"If they're here, this should be the cast, Michael Murphy said confidently as he released his thumb and sent a bait sailing. We'd made half a dozen casts apiece since pulling up on this area, but he had told me that we'd start a little off from where the fish "should" be. As if the bass had read his script, Murphy leaned into a chunky fish about five cranks into his retrieve.
He had done the exact thing on the previous spot, making a handful of presentations before calling the cast that should produce, and then catching a fish on that cast. He had then explained what he had figured out based on other fish we'd caught that morning.

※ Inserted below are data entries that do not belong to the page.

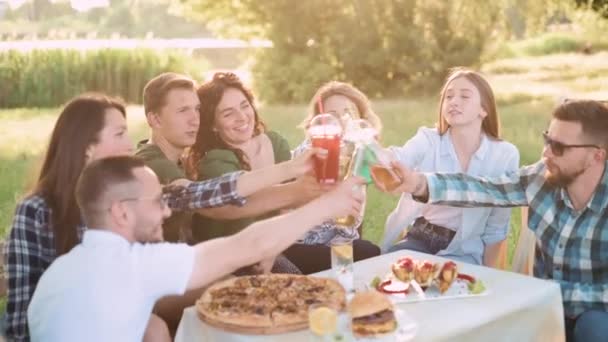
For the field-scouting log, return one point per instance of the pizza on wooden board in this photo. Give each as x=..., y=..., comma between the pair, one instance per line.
x=267, y=304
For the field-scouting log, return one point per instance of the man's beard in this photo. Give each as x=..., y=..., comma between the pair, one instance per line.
x=560, y=179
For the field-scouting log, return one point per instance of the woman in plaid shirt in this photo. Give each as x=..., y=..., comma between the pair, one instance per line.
x=47, y=222
x=567, y=196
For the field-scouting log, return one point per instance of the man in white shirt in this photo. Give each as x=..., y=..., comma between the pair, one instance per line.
x=104, y=288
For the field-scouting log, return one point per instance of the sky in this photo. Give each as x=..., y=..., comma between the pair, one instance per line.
x=79, y=5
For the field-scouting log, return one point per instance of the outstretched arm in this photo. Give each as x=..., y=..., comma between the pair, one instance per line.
x=460, y=190
x=270, y=199
x=232, y=188
x=265, y=239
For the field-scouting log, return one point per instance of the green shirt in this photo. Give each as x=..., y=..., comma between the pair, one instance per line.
x=167, y=171
x=221, y=161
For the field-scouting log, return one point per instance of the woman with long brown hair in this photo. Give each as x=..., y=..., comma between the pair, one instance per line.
x=312, y=252
x=47, y=222
x=233, y=137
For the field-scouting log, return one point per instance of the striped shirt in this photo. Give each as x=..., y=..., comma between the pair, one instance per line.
x=572, y=245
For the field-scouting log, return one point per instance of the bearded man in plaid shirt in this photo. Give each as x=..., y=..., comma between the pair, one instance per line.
x=567, y=195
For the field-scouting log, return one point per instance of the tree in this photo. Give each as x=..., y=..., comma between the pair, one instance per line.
x=385, y=47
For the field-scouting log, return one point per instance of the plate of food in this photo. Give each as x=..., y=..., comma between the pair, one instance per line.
x=412, y=280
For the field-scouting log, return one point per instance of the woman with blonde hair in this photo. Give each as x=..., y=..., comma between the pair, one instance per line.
x=466, y=139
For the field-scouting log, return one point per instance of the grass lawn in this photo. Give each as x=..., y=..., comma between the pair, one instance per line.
x=527, y=89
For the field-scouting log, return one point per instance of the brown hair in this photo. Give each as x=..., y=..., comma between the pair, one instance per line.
x=156, y=90
x=352, y=93
x=490, y=124
x=593, y=116
x=77, y=128
x=210, y=94
x=98, y=178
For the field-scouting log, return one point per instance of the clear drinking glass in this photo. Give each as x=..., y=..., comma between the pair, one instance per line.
x=342, y=265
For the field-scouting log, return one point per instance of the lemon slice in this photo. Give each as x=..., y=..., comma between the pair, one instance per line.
x=343, y=251
x=323, y=320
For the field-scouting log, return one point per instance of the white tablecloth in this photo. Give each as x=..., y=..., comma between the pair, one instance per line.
x=516, y=308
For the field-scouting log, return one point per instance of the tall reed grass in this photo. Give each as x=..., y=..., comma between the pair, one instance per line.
x=46, y=78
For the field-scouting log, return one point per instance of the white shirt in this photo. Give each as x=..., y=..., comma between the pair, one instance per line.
x=428, y=151
x=104, y=288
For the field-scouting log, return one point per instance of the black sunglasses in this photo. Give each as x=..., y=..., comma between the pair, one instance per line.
x=559, y=148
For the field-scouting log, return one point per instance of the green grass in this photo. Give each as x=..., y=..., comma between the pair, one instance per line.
x=526, y=91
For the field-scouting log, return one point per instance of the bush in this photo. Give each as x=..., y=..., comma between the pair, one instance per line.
x=385, y=48
x=45, y=78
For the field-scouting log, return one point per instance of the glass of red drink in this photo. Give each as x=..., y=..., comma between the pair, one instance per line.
x=325, y=132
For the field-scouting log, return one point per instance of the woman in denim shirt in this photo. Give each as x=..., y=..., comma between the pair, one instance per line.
x=467, y=139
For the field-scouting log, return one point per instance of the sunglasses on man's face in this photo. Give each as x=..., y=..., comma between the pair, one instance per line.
x=558, y=148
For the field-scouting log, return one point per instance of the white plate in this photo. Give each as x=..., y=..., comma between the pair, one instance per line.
x=459, y=289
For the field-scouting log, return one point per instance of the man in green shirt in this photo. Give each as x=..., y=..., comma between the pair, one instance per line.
x=171, y=106
x=172, y=112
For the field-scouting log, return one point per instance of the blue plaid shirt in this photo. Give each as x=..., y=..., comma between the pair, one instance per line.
x=30, y=247
x=572, y=246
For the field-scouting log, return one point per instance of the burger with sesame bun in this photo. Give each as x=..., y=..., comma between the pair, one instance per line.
x=372, y=314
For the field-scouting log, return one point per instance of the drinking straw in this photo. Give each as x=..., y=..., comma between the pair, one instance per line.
x=320, y=102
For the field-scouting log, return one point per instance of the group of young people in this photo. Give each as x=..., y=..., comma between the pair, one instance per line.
x=86, y=259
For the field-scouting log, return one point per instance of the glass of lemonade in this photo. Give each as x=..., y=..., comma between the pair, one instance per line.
x=342, y=264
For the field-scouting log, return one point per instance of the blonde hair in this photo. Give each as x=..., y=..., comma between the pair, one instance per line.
x=491, y=123
x=156, y=90
x=332, y=88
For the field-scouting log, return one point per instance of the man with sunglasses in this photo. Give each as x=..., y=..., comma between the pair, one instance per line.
x=567, y=195
x=105, y=287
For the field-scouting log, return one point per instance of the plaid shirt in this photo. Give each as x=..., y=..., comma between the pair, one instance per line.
x=572, y=246
x=30, y=247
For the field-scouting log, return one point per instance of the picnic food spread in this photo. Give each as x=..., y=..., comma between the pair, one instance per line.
x=267, y=304
x=372, y=314
x=424, y=274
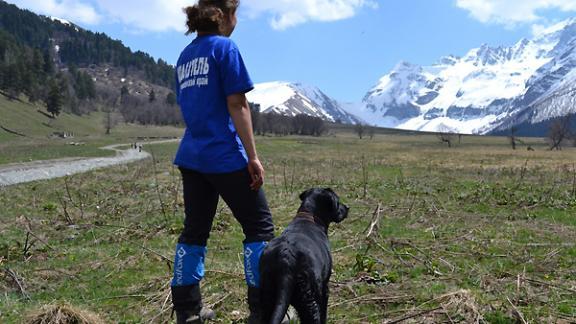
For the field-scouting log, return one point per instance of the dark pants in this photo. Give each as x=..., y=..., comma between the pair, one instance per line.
x=201, y=194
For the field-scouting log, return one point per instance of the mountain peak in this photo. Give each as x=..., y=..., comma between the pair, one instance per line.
x=295, y=98
x=475, y=93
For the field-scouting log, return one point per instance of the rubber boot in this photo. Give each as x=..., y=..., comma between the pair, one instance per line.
x=188, y=305
x=254, y=306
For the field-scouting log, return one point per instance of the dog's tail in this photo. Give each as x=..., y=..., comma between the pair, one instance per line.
x=284, y=291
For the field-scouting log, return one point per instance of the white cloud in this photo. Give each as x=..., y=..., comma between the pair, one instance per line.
x=149, y=15
x=513, y=12
x=73, y=10
x=162, y=15
x=289, y=13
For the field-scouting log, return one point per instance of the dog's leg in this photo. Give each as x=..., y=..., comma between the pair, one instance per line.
x=307, y=300
x=324, y=303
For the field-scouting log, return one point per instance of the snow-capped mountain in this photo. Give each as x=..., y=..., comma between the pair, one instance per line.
x=292, y=99
x=487, y=89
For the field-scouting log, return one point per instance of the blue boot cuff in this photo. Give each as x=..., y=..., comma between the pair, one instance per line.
x=188, y=265
x=252, y=254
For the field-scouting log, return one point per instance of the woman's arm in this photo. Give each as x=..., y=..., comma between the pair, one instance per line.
x=239, y=110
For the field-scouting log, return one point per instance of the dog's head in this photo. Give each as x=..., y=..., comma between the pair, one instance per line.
x=325, y=204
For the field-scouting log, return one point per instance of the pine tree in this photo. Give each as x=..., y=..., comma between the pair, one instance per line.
x=171, y=99
x=55, y=98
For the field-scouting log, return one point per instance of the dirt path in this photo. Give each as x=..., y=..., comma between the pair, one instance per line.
x=43, y=170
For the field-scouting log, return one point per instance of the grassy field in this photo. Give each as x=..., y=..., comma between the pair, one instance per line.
x=473, y=233
x=38, y=142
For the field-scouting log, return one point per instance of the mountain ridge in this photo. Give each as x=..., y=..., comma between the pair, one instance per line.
x=487, y=89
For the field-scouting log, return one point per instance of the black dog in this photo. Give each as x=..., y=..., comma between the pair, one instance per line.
x=296, y=266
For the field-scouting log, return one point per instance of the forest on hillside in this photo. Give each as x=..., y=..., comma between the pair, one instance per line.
x=49, y=61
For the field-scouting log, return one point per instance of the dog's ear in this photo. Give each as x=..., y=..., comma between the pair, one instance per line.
x=305, y=194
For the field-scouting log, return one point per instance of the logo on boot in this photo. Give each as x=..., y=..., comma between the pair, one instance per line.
x=181, y=252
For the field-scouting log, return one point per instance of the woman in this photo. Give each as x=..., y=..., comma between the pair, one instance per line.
x=217, y=156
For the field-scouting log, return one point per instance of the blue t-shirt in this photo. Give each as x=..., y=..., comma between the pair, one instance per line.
x=208, y=71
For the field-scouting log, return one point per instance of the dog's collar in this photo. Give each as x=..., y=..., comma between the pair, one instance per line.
x=310, y=217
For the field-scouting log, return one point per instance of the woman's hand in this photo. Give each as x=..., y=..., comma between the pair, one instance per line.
x=256, y=174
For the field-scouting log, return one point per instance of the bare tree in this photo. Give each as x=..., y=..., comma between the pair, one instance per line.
x=360, y=129
x=110, y=118
x=559, y=132
x=371, y=131
x=446, y=135
x=512, y=137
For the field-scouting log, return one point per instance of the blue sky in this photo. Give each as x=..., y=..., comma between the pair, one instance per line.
x=341, y=46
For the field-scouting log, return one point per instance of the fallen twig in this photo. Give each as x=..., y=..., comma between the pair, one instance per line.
x=520, y=316
x=372, y=298
x=405, y=318
x=14, y=277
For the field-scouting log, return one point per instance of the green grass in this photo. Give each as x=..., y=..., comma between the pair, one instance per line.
x=40, y=144
x=479, y=231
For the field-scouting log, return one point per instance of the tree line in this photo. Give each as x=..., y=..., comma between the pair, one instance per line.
x=80, y=47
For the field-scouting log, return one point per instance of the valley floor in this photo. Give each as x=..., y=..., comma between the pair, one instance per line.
x=478, y=232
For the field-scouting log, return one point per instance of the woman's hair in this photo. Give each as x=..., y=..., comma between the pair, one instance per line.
x=209, y=15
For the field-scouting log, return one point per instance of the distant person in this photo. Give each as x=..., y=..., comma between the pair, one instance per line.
x=217, y=156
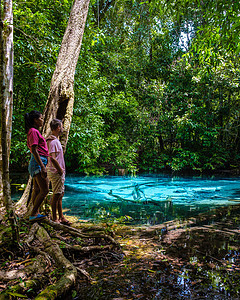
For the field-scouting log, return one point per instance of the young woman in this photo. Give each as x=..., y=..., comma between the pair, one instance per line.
x=37, y=165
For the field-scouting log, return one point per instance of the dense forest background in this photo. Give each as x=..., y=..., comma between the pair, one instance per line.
x=156, y=86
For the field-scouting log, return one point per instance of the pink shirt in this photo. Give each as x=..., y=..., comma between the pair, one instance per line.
x=34, y=137
x=54, y=146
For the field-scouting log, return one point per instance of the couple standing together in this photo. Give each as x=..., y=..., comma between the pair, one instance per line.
x=46, y=163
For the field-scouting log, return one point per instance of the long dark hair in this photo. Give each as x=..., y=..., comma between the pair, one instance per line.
x=29, y=119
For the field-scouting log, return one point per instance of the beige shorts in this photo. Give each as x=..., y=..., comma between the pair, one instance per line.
x=57, y=182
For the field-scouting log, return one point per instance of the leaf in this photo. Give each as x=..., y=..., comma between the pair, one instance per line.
x=16, y=295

From time to time an angler "calls" a fish on a perfect-looking piece of shoreline cover, but we weren't working the bank. Murphy's called casts were off long points and were based upon the slope of the point, the distance out, the depth the boat was over, the direction of the wind... The bass were relating to specific types of points in a very specific way, and by fishing a handful of spots and paying attention to every detail, he truly had figured it out
An FLW Tour pro, fishing buddy and ever-eager source of great information, Murphy was helping me with a specific story project. We spent the biggest part of our day doing photo work but still managed a 21-pound bag from our best five. "We'd have won today," Murphy said with a grin as he weighed the last fish, knowing that most recent local tournaments had been won with weights in the mid to upper teens.
Murphy also figured out what the striped bass were doing on the same day, and he used his knowledge of Lake Murray to run a few key spots, where together we caught at least 25 stripers.
One of the greatest privileges of writing fish stories for a living is having the opportunity to spend time on the water with many of the best anglers out there. If I don't learn a thing or two that I can't pass along in stories, I'm not doing my job very well!